15 de abril de 2015

Mi taxista, un tenista y yo.












El basket se está despidiendo, se nos escurre entre los dedos, en gran parte por culpa de esta comisión.

Quizás debamos volver al fútbol 5, es más para nosotros. Es un deporte deforme que bajo el disfraz de divertimento social, de encuentro de amigos o de aislados desafíos, nos enfrenta a un grupo de ya viejos chotos con la más patética versión de nosotros mismos.

No digo que sólo lo juguemos varones de cuarenta, pero noto que cuando un grupo que cumple esa condición lo hace, el evento adquiere su pico más alto de horribilidad, por lo tanto define y representa a la actividad en sí misma.

Se suele decir “Messi es el fútbol”, me baso en el mismo parámetro.

Hace unos años, de noche, después de jugar y perder malamente un desafío contra los ex compañeros de colegio de la mujer de un amigo, caminaba por Nuñez buscando un taxi.

Encontrarlo no fue una buena cosa.

Nunca me gustó elegir el taxi en el que voy a viajar. No me gusta. No me gusta evaluar su apariencia, ni si fuma el chofer o no fuma, si es radio taxi o un auto semi destruído deseoso de secuestrarme.

El taxi que elegí esa noche en Nuñez hubiera sido descartado por cualquier sommelier de taxis más o menos sensato.

El chofer, un viejo desparramado en su asiento, envuelto en humo, humedad, abandono y olor a perdida me ayudó a abrir la puerta de su Renault.

Le di la dirección de casa, me miró por el espejo y con el movimiento de sus ojos, azules y acuosos, me dio a entender que la información había sido recibida correctamente.

Los ambientes, el espacio que comparto con el resto de las personas siempre me afecta enormemente y no puedo resistirme. A los segundos de compartir viaje, me fundí y tomé como mío todo lo que ese taxi implicaba.

La depresión, el encierro, la mugre, las oportunidades desperdiciadas, la injusticia y la marginalidad que le atribuí se me pegaron por todos lados.

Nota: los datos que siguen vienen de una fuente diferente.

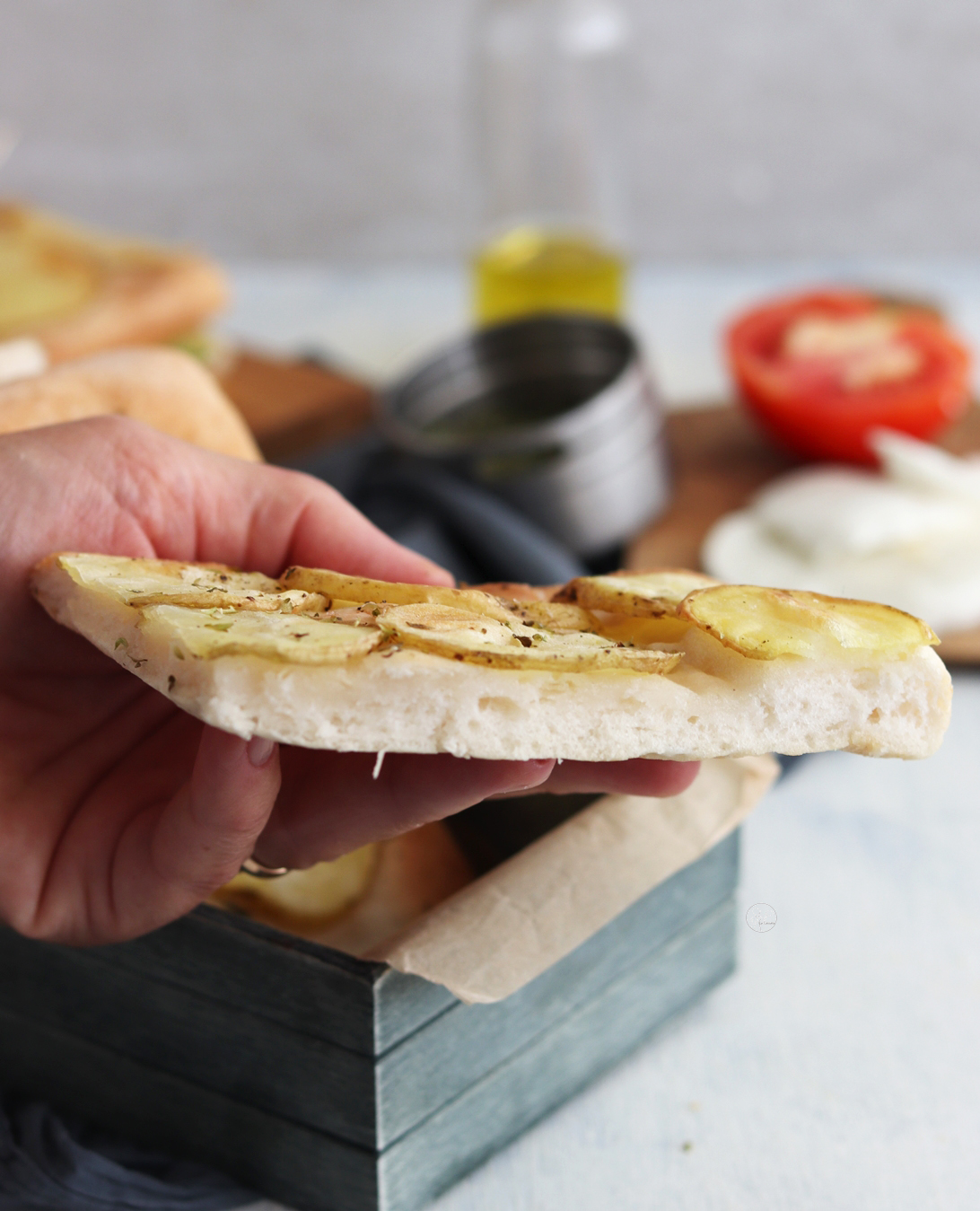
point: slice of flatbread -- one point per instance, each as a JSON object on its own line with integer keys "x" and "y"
{"x": 329, "y": 662}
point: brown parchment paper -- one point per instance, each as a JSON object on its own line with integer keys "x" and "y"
{"x": 504, "y": 929}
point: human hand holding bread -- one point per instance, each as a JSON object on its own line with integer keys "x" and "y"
{"x": 120, "y": 811}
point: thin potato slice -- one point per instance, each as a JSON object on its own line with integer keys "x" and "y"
{"x": 303, "y": 898}
{"x": 336, "y": 586}
{"x": 555, "y": 617}
{"x": 766, "y": 624}
{"x": 458, "y": 635}
{"x": 130, "y": 580}
{"x": 639, "y": 595}
{"x": 206, "y": 635}
{"x": 280, "y": 602}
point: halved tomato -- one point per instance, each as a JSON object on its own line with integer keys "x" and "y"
{"x": 821, "y": 370}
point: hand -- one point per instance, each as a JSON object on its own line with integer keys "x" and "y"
{"x": 118, "y": 812}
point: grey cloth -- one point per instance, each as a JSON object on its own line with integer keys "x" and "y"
{"x": 48, "y": 1165}
{"x": 430, "y": 509}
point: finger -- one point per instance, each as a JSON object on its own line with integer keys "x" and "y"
{"x": 172, "y": 857}
{"x": 640, "y": 777}
{"x": 288, "y": 517}
{"x": 331, "y": 803}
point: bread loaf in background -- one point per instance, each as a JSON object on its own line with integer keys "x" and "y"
{"x": 79, "y": 292}
{"x": 163, "y": 388}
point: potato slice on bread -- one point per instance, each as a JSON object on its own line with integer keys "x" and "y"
{"x": 664, "y": 663}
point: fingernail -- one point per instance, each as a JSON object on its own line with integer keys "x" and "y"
{"x": 259, "y": 751}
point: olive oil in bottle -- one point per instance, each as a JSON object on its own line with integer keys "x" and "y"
{"x": 547, "y": 158}
{"x": 534, "y": 270}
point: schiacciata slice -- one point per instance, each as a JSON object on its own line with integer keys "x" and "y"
{"x": 331, "y": 662}
{"x": 457, "y": 635}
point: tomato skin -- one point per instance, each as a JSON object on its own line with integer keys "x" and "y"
{"x": 819, "y": 418}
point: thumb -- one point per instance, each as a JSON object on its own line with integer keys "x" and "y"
{"x": 201, "y": 837}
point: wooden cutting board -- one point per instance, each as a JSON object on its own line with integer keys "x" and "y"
{"x": 293, "y": 406}
{"x": 720, "y": 459}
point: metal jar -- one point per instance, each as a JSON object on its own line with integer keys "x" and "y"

Éramos una sola cosa y viajábamos como podíamos para casa.

Doblando por Congreso, pegados a la vía, mi taxista hizo una maniobra que sintetizaba su desprecio por nuestra existencia encerrando a una lustrosa 4x4, pasándole finito y ubicándose delante suyo, rezagando al tanque lujoso y obligándolo a maniobrar de acuerdo a nuestra voluntad.

Yo estaba entregado a la experiencia, no medí riesgos, no me asusté, tampoco imaginé que el conductor de la 4x4 iba a verse tan afectado en su autoestima de macho argentino como para empezar a perseguirnos como un demente.

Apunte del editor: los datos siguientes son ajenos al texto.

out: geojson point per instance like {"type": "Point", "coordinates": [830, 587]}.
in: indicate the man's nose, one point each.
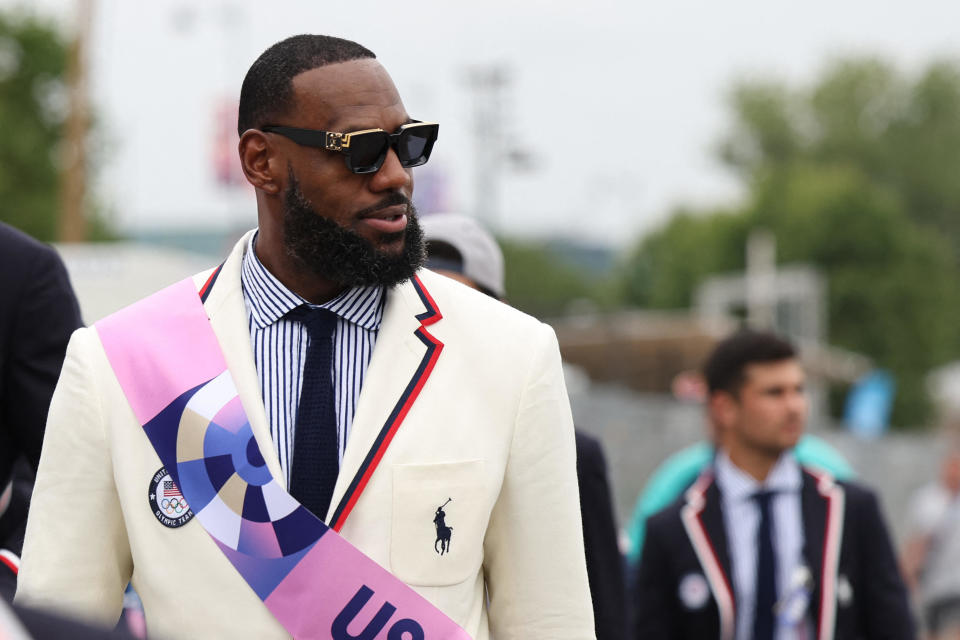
{"type": "Point", "coordinates": [392, 175]}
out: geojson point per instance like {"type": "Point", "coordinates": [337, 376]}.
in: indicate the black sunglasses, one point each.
{"type": "Point", "coordinates": [366, 150]}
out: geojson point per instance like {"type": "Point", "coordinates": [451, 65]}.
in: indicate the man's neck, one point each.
{"type": "Point", "coordinates": [305, 284]}
{"type": "Point", "coordinates": [756, 464]}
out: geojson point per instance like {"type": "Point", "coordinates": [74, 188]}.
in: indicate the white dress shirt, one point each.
{"type": "Point", "coordinates": [280, 349]}
{"type": "Point", "coordinates": [741, 518]}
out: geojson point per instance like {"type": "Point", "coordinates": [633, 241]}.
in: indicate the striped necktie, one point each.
{"type": "Point", "coordinates": [766, 585]}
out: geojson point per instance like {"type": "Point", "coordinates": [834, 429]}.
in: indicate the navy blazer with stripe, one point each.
{"type": "Point", "coordinates": [857, 589]}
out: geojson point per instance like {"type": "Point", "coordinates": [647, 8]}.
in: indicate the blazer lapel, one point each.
{"type": "Point", "coordinates": [228, 319]}
{"type": "Point", "coordinates": [822, 505]}
{"type": "Point", "coordinates": [712, 518]}
{"type": "Point", "coordinates": [402, 360]}
{"type": "Point", "coordinates": [813, 507]}
{"type": "Point", "coordinates": [702, 517]}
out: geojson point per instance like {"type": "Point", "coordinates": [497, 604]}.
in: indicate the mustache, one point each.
{"type": "Point", "coordinates": [391, 200]}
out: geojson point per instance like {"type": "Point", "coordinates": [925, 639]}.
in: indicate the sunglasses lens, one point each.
{"type": "Point", "coordinates": [415, 144]}
{"type": "Point", "coordinates": [367, 151]}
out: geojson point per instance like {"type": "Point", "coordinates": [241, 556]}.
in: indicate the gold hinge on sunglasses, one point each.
{"type": "Point", "coordinates": [335, 141]}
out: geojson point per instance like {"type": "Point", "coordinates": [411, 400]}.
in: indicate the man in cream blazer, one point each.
{"type": "Point", "coordinates": [483, 430]}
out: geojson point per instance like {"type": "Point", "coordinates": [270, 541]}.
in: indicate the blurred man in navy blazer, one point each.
{"type": "Point", "coordinates": [38, 312]}
{"type": "Point", "coordinates": [760, 547]}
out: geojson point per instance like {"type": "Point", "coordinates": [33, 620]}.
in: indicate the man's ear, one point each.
{"type": "Point", "coordinates": [723, 408]}
{"type": "Point", "coordinates": [260, 162]}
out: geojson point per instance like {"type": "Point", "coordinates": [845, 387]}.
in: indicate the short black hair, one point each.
{"type": "Point", "coordinates": [267, 90]}
{"type": "Point", "coordinates": [725, 367]}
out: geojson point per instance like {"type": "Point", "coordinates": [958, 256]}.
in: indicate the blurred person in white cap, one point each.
{"type": "Point", "coordinates": [460, 248]}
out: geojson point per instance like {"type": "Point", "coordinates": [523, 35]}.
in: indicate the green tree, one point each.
{"type": "Point", "coordinates": [33, 58]}
{"type": "Point", "coordinates": [856, 175]}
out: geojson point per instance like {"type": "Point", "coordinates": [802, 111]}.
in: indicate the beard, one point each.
{"type": "Point", "coordinates": [342, 256]}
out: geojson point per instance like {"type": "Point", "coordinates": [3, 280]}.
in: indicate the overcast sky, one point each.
{"type": "Point", "coordinates": [617, 104]}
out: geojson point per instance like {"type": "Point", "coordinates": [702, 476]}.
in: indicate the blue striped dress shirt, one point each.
{"type": "Point", "coordinates": [280, 349]}
{"type": "Point", "coordinates": [741, 517]}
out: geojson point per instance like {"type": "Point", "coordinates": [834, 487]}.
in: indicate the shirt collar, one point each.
{"type": "Point", "coordinates": [736, 484]}
{"type": "Point", "coordinates": [269, 299]}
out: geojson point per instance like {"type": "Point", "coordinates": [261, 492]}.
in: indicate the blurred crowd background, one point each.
{"type": "Point", "coordinates": [655, 174]}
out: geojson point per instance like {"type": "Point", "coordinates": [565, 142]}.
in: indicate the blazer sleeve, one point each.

Una persecución berreta y con interrupciones por las calles adoquinadas de Nuñez hacia Belgrano. Con insultos y amenazas pero respetuosa de los semáforos. Por mi parte mantuve el silencio, no le pedí nada a mi taxista, no me importaba, iba adormilado por el rancio perfume de la humedad, preocupado apenas por el asma que empezaba a hacer su gloriosa aparición en mis pulmones, respondiendo al llamado de los ácaros del entorno.

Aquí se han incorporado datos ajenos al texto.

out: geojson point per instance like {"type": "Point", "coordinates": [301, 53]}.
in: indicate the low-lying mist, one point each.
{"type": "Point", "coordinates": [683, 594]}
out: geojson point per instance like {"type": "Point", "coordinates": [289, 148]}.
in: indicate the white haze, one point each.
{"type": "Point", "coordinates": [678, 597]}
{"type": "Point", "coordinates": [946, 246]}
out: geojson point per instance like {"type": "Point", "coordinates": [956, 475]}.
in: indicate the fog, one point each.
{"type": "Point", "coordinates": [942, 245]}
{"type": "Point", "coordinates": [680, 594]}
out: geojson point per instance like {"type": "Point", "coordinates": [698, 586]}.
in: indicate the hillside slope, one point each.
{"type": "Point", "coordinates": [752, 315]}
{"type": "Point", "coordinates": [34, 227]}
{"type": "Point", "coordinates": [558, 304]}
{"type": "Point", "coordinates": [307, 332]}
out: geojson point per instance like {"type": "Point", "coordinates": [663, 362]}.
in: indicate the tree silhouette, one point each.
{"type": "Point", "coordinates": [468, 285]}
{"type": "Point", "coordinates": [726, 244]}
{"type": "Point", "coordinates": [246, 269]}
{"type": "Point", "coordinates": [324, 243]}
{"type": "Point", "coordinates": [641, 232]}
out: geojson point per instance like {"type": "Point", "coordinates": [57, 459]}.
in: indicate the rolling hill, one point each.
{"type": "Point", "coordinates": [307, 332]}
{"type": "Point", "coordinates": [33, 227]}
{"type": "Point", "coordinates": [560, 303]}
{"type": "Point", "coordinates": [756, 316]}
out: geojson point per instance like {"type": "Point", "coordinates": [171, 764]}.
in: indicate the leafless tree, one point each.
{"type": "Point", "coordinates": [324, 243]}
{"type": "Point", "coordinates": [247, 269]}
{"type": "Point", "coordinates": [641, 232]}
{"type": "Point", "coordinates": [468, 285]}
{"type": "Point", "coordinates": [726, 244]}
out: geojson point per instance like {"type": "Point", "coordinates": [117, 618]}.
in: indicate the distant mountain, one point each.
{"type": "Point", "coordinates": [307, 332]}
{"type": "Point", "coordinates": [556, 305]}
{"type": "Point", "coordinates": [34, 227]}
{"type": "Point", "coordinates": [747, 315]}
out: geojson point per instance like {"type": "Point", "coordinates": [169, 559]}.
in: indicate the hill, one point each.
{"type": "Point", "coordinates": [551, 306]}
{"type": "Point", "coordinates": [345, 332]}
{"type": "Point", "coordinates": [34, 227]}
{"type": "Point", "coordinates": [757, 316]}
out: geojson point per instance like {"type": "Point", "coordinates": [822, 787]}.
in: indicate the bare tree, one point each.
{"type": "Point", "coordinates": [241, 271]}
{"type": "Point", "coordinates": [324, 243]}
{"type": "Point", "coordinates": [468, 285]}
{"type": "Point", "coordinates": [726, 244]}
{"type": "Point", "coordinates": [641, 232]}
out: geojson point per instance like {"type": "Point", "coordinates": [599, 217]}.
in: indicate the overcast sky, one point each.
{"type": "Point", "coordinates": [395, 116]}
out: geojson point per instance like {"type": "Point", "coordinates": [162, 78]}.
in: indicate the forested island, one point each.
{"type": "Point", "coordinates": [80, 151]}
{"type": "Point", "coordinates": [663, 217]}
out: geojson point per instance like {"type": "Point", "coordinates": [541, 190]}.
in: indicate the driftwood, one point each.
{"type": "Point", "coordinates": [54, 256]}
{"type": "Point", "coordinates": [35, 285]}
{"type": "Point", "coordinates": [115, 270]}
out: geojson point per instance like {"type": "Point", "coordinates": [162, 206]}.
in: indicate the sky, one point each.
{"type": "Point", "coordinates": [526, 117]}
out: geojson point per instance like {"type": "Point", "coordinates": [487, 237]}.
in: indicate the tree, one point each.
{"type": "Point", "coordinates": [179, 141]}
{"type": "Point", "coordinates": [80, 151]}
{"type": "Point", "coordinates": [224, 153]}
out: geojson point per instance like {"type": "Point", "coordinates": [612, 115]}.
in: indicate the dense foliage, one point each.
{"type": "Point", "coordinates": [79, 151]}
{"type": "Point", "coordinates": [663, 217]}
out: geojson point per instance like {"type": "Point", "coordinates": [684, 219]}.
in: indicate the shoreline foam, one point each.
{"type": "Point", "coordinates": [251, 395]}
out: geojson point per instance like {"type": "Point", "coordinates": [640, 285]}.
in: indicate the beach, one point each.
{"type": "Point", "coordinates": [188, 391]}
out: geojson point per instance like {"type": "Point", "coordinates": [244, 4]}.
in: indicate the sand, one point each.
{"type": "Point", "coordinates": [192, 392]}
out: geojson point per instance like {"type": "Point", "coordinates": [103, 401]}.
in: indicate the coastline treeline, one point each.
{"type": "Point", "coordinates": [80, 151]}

Finalmente nos interceptó, se cruzó y derrapó virílmente, como en Swat o en Sheriff Lobo. El conductor se bajó y encaró al viejo para destruirlo.

Era un fino tenista, prolijo, canchero, musculoso, cuarenta años mejor llevados que los míos. Si hubiera estado viajando con él no me sentiría tan sucio ni tan asmático, si probablemente más lindo, más garca y más proclive a vengarme de la ofensa del viejo taxista.

El tenista se asomó a la ventana abierta del taxi y empezó a golpear violentamente al tachero que no se defendía para nada, o eso parecía.

La lluvia de puños, saliva e insultos logró finalmente sacarme de mi parálisis.

Intervine.

Desde el asiento de atrás me puse entre el viejo y el tenista, devolviendo las trompadas que el taxista no daba. Me sorprendieron los pinchazos y la sangre.

Lo que no sabíamos, ni el tenista ni yo, era que el viejo tenía una punta oxidada, una navajita con la que sistemáticamente y con prolijidad fue transformando en colador al cancherísimo conductor de la 4x4, yo fui solamente daño colateral del accionar guerrillero.

Llegó la policía. La sorpresa y la sangre hace rato habían suspendido la pelea.

Al tenista se lo llevó una ambulancia, la cárcel fue el destino de ese monstruo de dos cabezas que éramos mi taxista y yo.

Pensándolo bien, lo del basket no es tan mala idea.